Just like the alphabets of the modern English language, it is obvious that there was also presence of the Anglo Saxons words, Anglo Saxon alphabet. This not only frames the literature of the Anglo Saxons but is also the basic of literacy for anyone learning. The language broadly used by the Anglo Saxons was initially their very own runes which later evolved into old English. Thus, the alphabets were also in accordance with the same.
Let us now go through the detailed study of the alphabets used by the Anglo Saxons which contributed to their words, sentences, literature and literary senses.
History of the Runes of the Anglo Saxons
The alphabets which were used by the Anglo Saxons was collectively known together as futhorc. This term ‘futhorc’ was developed from the sound values or the phonetics of the first six runes belonging to the old English.

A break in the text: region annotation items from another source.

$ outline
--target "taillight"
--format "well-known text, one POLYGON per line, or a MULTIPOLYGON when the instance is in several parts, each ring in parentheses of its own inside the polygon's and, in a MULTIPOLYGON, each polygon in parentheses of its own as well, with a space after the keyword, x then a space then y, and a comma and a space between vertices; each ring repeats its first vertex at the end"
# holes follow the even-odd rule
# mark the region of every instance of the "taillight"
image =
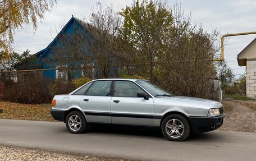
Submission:
POLYGON ((52 107, 56 107, 56 100, 53 99, 52 100, 52 107))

Another term given to the futhorc was the Anglo Frisian runes because of the fact that the same futhorc was put into use initially in Frisia, which marks a time period even before the Anglo Saxons invaded England and settles in England. This time period is recorded to be as from the very beginning of the 5th century and onwards. During the initial stages, the futhorc was developed from the Elder Futhark which consisted of a total of 24 characters.
From Frisia, the Anglo Frisian runes were then brought to England by the Irish missionaries and supplanted by the Anglo Saxons settled in England into the alphabets of the old English.
Being introduced in the 5th century, the futhorc was widely put into use and was understood by people until the 11th century, the time known the conquest of the Normans. However, after studying the different manuscripts and the entire literature of the Anglo Saxons, historians placed forward a fact that the runes were not used in a wide manner but was still understandable by the people till around the 20th century.
On the contrary, there are studies placed by archaeologists that the futhorc was not initially brought up from Frisia but was present in England from Scandinavia and later has been taken to Frisia.
Research on the studies by the archaeologists proves that both the theories have their own strong significance as well as their own weakness points also. This implies that there is yet no evidence as to a definite answer regarding the origination of the futhorc. The archaeologists can only wait for further investigations or studies to come out and place a definite answer.
Alphabets and their Phonetics
It is of uttermost importance to study the phonetics of each of the alphabets in order to understand and pronounce properly the words of the Anglo Saxons. But, the main point of problem occurs in the fact that till date there has been no unified list which is authentic which can actually prove the alphabets and their phonetics to 100%. This is only due to one factor that is the designing of the Anglo Saxons alphabets or the futhorc.
The unique point of the futhorc is that the phonetics of each of the alphabets used to fluctuate because of two factors, location and time. One particular alphabet could have more than one type of phonetics which depended on the location and time. Similar is the case with all the other alphabets of the futhorc.
On studying the alphabets used by the Anglo Saxons, there was a presence of a total 29 characters. Out of these 29 characters, the last 5 characters were the added vowels. The first 24 characters were the ones which continued to the Elder Futhark and their sequence was also the same in both, that is, not being changed.
Culture and Usage of the Anglo Saxons alphabets and words
In the field of style and contents, the inscription of the futhorc was diversely rich. What was not at all uncommon in the use of futhorc was the bind runes. This is because the purpose of the bind runes was to ensure that the runes of the Anglo Saxons fit into a space which is limited. This also made the bind runes one of the most commonly used alphabets by the Anglo Saxons in framing their words and sentences.
Another design was the logography of the futhorc, which was comprehended by giving a rune stand for the particular name or a word which had a similar sounding. Attestation of this logography of the futhorc was also found in few of the manuscripts.
Looking at an example, we have already heard about one of the legendary works of literature of the Anglo Saxons, the poem, Beowulf. In that poem, the rune ēðel was put to use to as a logogram to describe the word “ēðel”, which in today’s modern English translation means estate or homeland according to the paraphrase.
There is also another manuscript of the Anglo Saxons, where a writer beautifully makes use of the futhorc runes in terms of numerals of the Romans and the number looked something alike “ᛉᛁᛁ⁊ᛉᛉᛉ” which in the present modern English may mean ‘12&30’.
There is also the attestation of magical or stylized runes found in some of the literature of the Anglo Saxons. Similar type of symbols can be noted in the Holborough Spear as well as the Buckland Spear where the use of t-runes is found which are stylized.
Perhaps, it can also be akin to the victory runes which are spoken of in the Norse myth. The sequence of alu of the Anglo Saxons alphabets are most likely found on the Spong Hill which is in cryptic spiegelrunes.
Further, archaeologists have found the use of futhorc rings which appear to be like the enchanted inscriptions reflecting the “stanching of blood”. In a story in the “Ecclesiastical History” (which is written in Latin) written by Bede, Imma is a man known to be not bounded by the captives and he is also interrogated if he makes use of the “litteras solutorias” (which means letters which are loosening) to break the binds of the captives. Translating in modern English, it simply means if Imma is using any kind of magic in order to break the binds.